Teresa, fale um pouco sobre o início de sua carreira.

Você me perguntou sobre o início da minha carreira. Quando acabei o curso de história, não tinha a menor ideia de que terminaria trabalhando com pessoas com deficiência. Tive uma irmã com deficiência e meu pai era um lutador pela causa da pessoa com deficiência e da divulgação de suas questões. Passei a ajudá-lo numa atitude totalmente familiar e informal, mas foi se tornando claro para ele e para mim que a questão devia ser vista como ampla e intersetorial e não somente uma questão de educação ou de saúde, e essa percepção foi de certa forma tomando conta de mim e trazendo uma vontade de trabalhar na área.

Como voluntária na Federação Nacional das Associações Pestalozzi, tive uma experiência muito boa e conheci de perto as questões das instituições que trabalham com deficiência.

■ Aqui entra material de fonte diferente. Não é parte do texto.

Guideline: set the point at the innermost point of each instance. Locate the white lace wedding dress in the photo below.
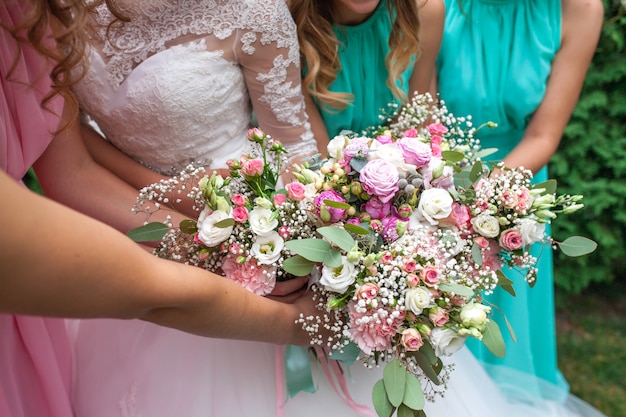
(177, 84)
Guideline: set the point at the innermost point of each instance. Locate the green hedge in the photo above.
(591, 160)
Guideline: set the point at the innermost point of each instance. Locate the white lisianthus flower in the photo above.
(336, 146)
(446, 341)
(208, 233)
(532, 231)
(390, 152)
(340, 278)
(261, 221)
(486, 225)
(474, 315)
(435, 204)
(417, 299)
(266, 249)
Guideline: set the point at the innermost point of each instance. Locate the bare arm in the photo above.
(582, 22)
(432, 16)
(57, 262)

Esse foi o verdadeiro início da minha carreira na área, conhecer a questão da pessoa com deficiência por dentro, vivenciando como eram atendidas, mesmo porque, até certo momento, as APAES e as Pestalozzis eram os principais locais para seu atendimento. Também o conhecimento e o comprometimento com as pessoas com deficiência veio da presença na minha vida, da minha irmã, que era apenas 4 anos mais nova que eu, e que tinha paralisia cerebral grave, e do profundo amor que todos nós, pais e irmãos, tínhamos por ela. Eu tinha uma grande alegria em estar ao lado dela. Meus pais nunca a tiraram do convívio de todos que vinham à nossa casa, o respeito pelo ser humano fez com que eles acreditassem na inclusão muito antes do termo inclusão aparecer na vida das pessoas com deficiência e em seu movimento de luta.

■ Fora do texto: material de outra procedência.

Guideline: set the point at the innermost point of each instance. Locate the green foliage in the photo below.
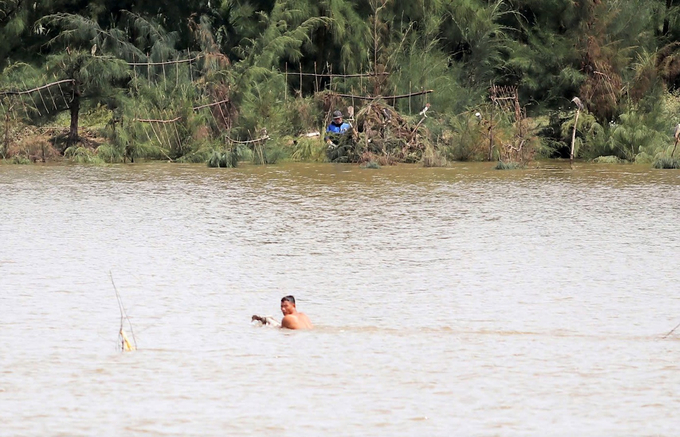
(224, 159)
(308, 149)
(666, 163)
(622, 58)
(82, 155)
(608, 160)
(17, 159)
(508, 165)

Tive depois, já adulta, um sobrinho com Síndrome de Down, e a presença dele, da alegria de viver e da sabedoria de vida dele, do seu carinho, foi a segunda das duas experiências que selaram definitivamente o compromisso pessoal. Estava assim instalada em mim a convicção de que minha vontade de luta e de participar da transformação das questões sociais brasileiras teria como objeto a questão social das pessoas com deficiência, até hoje um tema abandonado e excluído.

Em que momento os deficientes se tornaram uma prioridade em sua vida?

O entendimento de que a política social voltada para as pessoas com deficiência havia se tornado uma prioridade total na minha vida aconteceu no momento em que fui trabalhar em Brasília, lutando para a criação de uma coordenação interministerial que pudesse coordenar os diversos setores de política social que envolvem a vida da pessoa com deficiência, e isso aconteceu em outubro de 1987, com a criação da CORDE – Coordenadoria Nacional para Integração da Pessoa com Deficiência, vinculada à presidência da República, da qual fui a primeira coordenadora nacional. Essa política interministerial precisava ser discutida, precisava ser implementada.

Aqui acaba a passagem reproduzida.